We built a small "office" back in 2006. It is about 140 square feet with a vaulted ceiling (8' to 12' high). Total air volume is about 1,400 Cubic Feet. BTW, you can subtract a little for cabinets & contents. We do not have a odor migration problem because the office is separated from the house by a breezeway. The A/C unit is a "Mini-Split" heat-pump (heat & cooling). For exhaust, we installed an 8" in-line duct booster fan rated at 500 CFM . Bought at Home Depot for about $40.00. Model # DB208. It's quiet, but you can still hear it a little. Flex duct is connected to a standard A/C box in the highest part of the ceiling with a simple cover grill. From the ceiling box, a flex duct runs about 2 feet to the fan. I added a 8" to 6" reducer after the fan and another 3 feet of (6" round) tin duct to the T-top on the roof. Then Keep in mind; whatever the CFM rating is, you will loose SOME air flow based on the exhaust duct size, bends and run length.

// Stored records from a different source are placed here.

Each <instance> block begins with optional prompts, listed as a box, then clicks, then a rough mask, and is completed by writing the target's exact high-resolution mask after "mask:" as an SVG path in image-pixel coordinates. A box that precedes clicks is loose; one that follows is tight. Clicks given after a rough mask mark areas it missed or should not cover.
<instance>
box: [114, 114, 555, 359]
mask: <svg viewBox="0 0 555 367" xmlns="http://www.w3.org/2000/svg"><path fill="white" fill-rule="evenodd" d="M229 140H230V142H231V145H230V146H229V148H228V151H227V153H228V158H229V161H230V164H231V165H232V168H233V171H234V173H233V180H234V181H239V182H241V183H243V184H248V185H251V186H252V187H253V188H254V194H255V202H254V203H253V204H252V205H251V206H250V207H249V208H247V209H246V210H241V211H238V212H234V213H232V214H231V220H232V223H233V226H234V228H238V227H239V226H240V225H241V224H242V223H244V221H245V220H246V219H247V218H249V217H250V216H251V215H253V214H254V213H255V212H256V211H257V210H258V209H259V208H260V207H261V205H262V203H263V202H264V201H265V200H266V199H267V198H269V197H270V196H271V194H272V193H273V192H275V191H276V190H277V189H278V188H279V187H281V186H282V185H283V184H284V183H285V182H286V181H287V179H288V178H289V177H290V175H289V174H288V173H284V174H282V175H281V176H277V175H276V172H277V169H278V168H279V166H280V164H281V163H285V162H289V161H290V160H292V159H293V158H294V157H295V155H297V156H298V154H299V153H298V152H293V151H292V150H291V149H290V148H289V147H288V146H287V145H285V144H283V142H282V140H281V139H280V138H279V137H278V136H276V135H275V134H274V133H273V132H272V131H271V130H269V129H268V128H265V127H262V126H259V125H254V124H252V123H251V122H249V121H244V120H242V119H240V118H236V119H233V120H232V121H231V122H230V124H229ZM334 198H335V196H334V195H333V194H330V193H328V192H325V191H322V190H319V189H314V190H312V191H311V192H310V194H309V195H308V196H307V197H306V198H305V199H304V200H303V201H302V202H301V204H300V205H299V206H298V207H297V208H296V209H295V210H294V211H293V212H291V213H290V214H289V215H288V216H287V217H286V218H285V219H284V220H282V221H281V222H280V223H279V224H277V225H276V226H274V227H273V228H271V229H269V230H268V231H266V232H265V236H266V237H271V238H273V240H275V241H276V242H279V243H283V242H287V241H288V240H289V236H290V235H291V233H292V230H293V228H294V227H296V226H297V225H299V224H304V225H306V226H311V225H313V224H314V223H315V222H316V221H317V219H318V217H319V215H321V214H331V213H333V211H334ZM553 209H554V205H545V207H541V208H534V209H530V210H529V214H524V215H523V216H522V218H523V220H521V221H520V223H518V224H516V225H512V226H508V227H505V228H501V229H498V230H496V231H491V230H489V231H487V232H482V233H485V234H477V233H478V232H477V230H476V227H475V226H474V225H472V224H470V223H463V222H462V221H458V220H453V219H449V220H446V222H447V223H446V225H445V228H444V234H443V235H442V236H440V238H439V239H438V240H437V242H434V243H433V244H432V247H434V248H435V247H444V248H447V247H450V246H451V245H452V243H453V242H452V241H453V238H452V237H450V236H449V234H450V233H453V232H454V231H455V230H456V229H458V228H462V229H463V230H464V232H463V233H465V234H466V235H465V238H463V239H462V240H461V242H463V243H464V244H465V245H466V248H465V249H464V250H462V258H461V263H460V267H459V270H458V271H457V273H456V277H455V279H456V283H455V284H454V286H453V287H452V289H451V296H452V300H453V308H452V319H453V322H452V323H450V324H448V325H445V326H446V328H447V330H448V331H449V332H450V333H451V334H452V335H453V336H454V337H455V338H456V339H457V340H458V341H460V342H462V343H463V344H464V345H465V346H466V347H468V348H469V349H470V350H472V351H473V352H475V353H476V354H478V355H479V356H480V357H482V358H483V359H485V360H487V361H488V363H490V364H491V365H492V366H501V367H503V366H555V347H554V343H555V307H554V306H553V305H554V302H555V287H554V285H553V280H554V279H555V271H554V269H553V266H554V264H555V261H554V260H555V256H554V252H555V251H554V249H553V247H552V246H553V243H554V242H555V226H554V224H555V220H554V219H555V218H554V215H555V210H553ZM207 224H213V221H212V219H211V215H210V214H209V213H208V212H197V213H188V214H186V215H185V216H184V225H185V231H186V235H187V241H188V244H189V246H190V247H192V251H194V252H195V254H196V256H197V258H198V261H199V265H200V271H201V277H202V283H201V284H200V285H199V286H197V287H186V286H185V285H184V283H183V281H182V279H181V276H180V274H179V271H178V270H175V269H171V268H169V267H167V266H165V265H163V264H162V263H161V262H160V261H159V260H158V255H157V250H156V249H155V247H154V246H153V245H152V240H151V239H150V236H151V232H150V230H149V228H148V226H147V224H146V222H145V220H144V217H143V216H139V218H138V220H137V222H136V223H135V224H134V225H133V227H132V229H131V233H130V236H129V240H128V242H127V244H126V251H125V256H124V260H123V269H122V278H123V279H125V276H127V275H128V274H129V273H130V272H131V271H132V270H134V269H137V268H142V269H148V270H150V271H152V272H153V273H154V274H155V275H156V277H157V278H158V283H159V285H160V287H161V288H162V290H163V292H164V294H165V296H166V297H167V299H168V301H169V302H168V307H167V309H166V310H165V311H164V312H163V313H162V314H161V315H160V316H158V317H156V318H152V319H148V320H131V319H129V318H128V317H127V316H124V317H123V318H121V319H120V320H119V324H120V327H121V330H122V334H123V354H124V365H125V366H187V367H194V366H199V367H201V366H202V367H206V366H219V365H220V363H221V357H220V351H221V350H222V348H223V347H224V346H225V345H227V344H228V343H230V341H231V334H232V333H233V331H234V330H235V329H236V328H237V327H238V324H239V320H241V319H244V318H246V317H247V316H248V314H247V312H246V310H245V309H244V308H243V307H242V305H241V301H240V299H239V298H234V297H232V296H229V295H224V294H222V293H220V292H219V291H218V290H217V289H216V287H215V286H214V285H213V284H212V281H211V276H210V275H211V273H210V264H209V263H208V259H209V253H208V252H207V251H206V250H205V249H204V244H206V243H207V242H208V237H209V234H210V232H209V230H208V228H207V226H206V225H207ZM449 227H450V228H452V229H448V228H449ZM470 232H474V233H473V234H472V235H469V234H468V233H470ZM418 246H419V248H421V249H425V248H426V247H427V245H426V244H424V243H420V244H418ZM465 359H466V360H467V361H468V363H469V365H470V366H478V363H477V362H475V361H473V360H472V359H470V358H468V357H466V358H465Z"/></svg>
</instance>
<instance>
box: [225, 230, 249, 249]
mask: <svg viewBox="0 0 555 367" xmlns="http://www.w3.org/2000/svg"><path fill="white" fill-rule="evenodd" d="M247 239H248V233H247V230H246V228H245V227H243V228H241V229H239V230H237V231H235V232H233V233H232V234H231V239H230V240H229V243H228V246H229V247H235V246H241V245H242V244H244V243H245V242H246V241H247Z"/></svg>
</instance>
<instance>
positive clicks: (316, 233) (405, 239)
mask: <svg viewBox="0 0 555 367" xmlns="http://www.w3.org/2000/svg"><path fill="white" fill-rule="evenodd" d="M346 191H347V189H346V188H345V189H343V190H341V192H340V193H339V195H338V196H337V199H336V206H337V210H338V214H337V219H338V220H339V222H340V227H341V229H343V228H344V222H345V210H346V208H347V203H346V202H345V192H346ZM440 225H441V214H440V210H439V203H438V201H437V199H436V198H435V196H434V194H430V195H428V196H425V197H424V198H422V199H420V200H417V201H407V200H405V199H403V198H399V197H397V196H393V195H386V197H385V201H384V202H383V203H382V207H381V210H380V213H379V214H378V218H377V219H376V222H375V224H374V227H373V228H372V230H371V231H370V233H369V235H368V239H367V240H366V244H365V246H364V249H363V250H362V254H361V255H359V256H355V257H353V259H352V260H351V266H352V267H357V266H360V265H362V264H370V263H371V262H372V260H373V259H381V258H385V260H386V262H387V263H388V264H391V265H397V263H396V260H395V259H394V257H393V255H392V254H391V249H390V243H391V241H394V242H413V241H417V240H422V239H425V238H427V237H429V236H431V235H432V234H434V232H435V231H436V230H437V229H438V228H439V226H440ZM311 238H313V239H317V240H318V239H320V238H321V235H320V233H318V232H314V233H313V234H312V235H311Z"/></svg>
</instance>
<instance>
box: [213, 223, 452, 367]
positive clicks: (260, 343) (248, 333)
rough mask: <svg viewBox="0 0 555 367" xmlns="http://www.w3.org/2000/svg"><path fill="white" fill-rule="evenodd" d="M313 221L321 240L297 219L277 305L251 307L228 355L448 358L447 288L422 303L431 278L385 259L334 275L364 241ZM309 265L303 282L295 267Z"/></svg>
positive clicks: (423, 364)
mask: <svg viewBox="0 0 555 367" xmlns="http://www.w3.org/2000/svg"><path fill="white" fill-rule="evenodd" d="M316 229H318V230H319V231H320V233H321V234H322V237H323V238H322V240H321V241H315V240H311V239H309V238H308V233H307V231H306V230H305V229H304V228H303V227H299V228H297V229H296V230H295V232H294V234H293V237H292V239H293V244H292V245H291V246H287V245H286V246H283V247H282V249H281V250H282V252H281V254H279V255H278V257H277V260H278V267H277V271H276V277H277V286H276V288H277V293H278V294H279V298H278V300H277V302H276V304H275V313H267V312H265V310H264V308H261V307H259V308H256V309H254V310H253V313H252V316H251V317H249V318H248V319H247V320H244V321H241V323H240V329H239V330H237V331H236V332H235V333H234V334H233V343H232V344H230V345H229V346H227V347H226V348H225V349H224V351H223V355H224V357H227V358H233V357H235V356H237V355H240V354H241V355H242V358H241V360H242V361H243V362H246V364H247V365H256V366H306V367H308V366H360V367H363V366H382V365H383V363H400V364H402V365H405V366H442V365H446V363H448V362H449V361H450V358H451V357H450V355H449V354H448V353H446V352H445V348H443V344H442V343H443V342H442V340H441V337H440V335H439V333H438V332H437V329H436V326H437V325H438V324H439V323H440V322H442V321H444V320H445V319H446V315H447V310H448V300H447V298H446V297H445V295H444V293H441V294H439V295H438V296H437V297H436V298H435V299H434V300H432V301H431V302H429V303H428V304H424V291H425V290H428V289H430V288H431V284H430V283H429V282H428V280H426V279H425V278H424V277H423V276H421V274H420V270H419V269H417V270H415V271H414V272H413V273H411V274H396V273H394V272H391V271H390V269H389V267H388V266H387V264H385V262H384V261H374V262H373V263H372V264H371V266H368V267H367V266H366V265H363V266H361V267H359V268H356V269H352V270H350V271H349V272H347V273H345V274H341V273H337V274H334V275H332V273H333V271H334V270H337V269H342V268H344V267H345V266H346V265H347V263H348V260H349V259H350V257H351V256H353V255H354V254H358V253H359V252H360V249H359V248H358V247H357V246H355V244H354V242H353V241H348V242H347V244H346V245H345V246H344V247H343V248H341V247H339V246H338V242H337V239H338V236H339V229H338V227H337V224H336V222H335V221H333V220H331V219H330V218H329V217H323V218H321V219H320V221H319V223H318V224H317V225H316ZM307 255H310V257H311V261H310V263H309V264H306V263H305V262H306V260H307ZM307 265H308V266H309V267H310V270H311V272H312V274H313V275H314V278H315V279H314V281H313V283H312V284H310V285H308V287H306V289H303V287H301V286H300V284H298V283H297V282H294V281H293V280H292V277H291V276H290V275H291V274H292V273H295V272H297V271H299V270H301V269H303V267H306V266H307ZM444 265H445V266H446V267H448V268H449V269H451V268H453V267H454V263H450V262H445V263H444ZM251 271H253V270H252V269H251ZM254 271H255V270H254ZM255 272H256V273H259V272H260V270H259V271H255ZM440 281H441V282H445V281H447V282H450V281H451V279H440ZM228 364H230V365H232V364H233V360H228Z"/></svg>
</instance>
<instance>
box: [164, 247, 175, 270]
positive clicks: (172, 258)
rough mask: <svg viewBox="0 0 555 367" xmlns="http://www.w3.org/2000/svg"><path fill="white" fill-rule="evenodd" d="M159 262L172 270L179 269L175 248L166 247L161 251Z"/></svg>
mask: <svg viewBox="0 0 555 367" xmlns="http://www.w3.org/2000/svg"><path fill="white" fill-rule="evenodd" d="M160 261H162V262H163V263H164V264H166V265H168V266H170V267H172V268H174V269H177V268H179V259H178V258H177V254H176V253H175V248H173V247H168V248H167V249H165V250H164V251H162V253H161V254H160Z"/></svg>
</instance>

The fan switch is an Intermatic 1-hour timer. It runs while smoking and I always set it for another hour when I'm done. My room smells like cigars. Not bad, but you can still smell it the next day. If we wanted to remove the 'smell' . . . there are lots of small, affordable systems (like O-zone). It works fine. It gets the smoke out.


----------



## harned (Jun 11, 2013)

I used a 220 cfm exhaust fan in a 6x10 smoking room (or closet lol) I built and it def clears the air out. In fact I can feel it sucking air under the door. The prob is in the winter it sucks the heat out too. The room still has a lingering cigar smell tho. Oh, watch the sohn rating. I think mine was a 1.5 and is quiet, but the cheaper fans can be around 6 sohns and sound like a jet taking off.


----------



## mcrow55 (Oct 5, 2012)

Thanks for the replies everyone! I will keep you updated when work begins. It may be a while though. Waiting for the mother in law to move out.

Mike


----------



## mcrow55 (Oct 5, 2012)

I was thinking of buying a Vortex S Series 347 CFM in-line fan.
347 CFM that I would mount in my laundry room that is right next to the "Lounge" room and ducting it from there. I'm just a little worried about noise. 
Or I could maybe get one of the Panasonic Whisperline fans. Supposed to be very quiet.
Any thoughts?


----------



## mcrow55 (Oct 5, 2012)

The more I look into this, the more problems I'm running into. Running duct work into the laundry room and out the basement window won't work. There's a beam in the way that I can't go through or around. I was thinking of drilling a hole and running the duct work next to the chimney in the garage. That won't work because I'd have to have the lounge exhaust duct at one end of the room because of the direction of the floor joist's. THEN, I was thinking of running the duct work in the opposite direction than I originally wanted, BUT, the duct would exit the front of the house through the brick façade. THAT won't work. I'm thinking my dream of a cigar lounge may be just that. A dream. Shit.


----------



## brimy623 (May 25, 2013)

Where there's a will there's a way!
There has to be a way around it. Take a step back and look at it.
You'll figure it out.


----------



## mcrow55 (Oct 5, 2012)

Thanks for the pep talk! As a matter of fact, I was going crazy trying to figure it out. The only thing I can think of is, if I do drill a hole next to the chimney in the garage, from the basement lounge room, the exhaust vent WILL be at one end of the 12x12 room. BUT, I think if I mount a small circulating fan to the wall at the opposite end to blow smoke at the vent, I THINK that will work fine. Also, that will keep me from having to rip out the entire ceiling like I was planning.


----------